En tant que membre des Whitecaps, Hurtado a affronté l’Impact à plusieurs reprises par le passé, si l’on inclut les matchs de Championnat canadien. Il a donc une bonne idée de ce qui l’attend.

«Je crois que je vais pouvoir me fondre rapidement dans ce nouvel environnement.»

«C’est une équipe qui attaque et j’aime attaquer alors je crois que je vais pouvoir m’adapter rapidement.»
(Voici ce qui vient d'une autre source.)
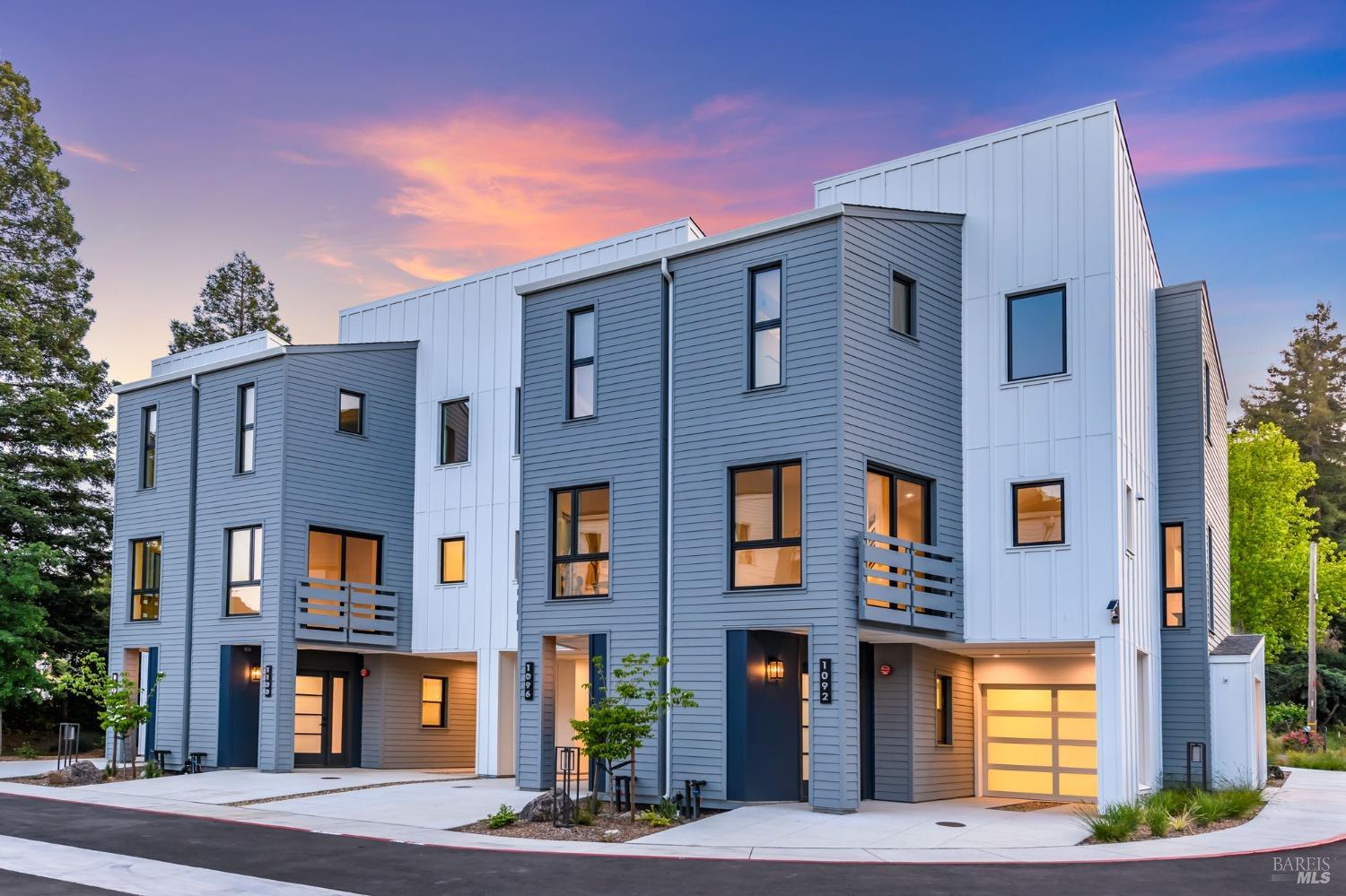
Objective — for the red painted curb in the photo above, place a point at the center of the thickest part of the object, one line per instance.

Cela dit, il n’a pas encore eu l’occasion de discuter avec son possible futur entraîneur, Thierry Henry, dont la présence à Montréal pour le camp d’entraînement est loin d’être certaine.

«Je ne lui ai pas parlé et je n’ai pas entendu parler des rumeurs à son sujet. J’ai seulement hâte de pouvoir travailler avec lui parce que je le regardais quand j’étais jeune.»